Karl Marx gives us an insight that reveals a new response to school shootings. When Marx called religion “the opium of the masses,” he wasn’t saying that religion puts its adherents in a stupor or gets them high. He was paying religion a compliment. He was acknowledging opium’s value in pain relief. Religion helps people deal with the pain of life.
But here’s Marx’s point: that’s not a good thing when it masks the underlying problem. Opium isn’t doing you any favors if, by reducing the pain of a broken leg, you’re no longer motivated to see a doctor. And religion isn’t doing you any favors if, by reducing the misery of life, you don’t take steps to correct the problems in your life.
Step back to take in all of society, and religion’s soothing the misery of injustice, poverty, and hunger is doing the people no favors if it reduces their drive to fix the root causes of those social problems.
Now see this applied to catastrophes like school shootings. Our habit is to fall back on easy platitudes. These might be Christian, such as, “Trust that God has a plan” or “We’ll have to ask God when we get to heaven.” Maybe it’s struggling to find something positive: “I’m grateful for our heroic first responders.” And there’s the conservative politician’s favorite, “We’re sending thoughts and prayers,” which has a perfect track record of producing zero good. How about sending us some useful legislation instead?
The Uvalde shootings didn’t happen in my neighborhood, so the last thing I’ll do is scold someone who did lose a loved one for finding solace in whatever way works for them.
Call to action
It’s a priority to focus on the grieving families, but—and here’s the delicate balance—platitudes and time contain the feelings of outrage, and that’s an opportunity lost.
To politicians, those who can help fix this, I say, stop offering comfort. Don’t share your thoughts and prayers. Stop thanking the heroic first responders—leave that to someone else, someone not holding the reins of power. You’re in the rare position of being able to address this crisis. Don’t release the emotion but build it up. Channel that grief and emotion into justified rage. Create a firestorm and use it to make positive change.
This is the 27th school shooting in the U.S., and this makes 212 mass shootings, just this year. What the hell? Is it not obvious that something major is wrong here? I appreciate that gun control is a political third rail for some politicians, but why is their job security more important than doing the right thing? Wouldn’t it be admirable to see a politician tell us that they knew that gun control legislation (say) would be politically unpopular, but, damn it, it’s simply the morally correct action? How can politicians live with themselves if they know that their inaction on useful legislation—or their loosening of gun laws—has led to the deaths of children and anguish in their families?

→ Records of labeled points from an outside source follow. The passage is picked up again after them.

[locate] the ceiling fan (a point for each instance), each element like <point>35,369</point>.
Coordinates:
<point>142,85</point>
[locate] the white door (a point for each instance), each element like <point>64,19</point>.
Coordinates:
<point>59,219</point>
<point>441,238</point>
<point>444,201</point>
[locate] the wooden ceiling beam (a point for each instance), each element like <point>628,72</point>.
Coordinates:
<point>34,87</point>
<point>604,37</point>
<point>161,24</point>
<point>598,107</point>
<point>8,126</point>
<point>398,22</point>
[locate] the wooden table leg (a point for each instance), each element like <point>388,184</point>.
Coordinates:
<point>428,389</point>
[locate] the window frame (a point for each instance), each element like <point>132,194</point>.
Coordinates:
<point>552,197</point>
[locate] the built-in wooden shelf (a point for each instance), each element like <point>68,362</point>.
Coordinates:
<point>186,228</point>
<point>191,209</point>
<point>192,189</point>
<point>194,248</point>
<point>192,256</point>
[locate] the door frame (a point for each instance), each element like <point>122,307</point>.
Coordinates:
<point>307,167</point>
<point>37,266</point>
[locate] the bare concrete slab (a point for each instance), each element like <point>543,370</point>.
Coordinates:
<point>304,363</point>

For a tangible first step, let me suggest a federal legislative committee titled One Month to Common Sense that would hear from the experts what research tells us is effective and practical. With its sunset clause in its name, it could harness the outrage from Uvalde. No, its recommendations won’t fix the problem by reducing the incidence of mass shootings to zero, but a comparison of U.S. statistics with other Western countries’ embarrassingly lower incidents of gun violence shows there is much room for improvement.
What Would Karl Marx Do? Marx got a lot wrong, but his observation about opium dulling the drive for change was right. Comfort after a crisis is the opium, but we’ve become addicted and have ignored how its short-term effectiveness is its long-term weakness. To make real change, let’s channel that grief into justified rage.
Never doubt that a small group
of thoughtful, committed citizens
can change the world;
indeed, it’s the only thing that ever has.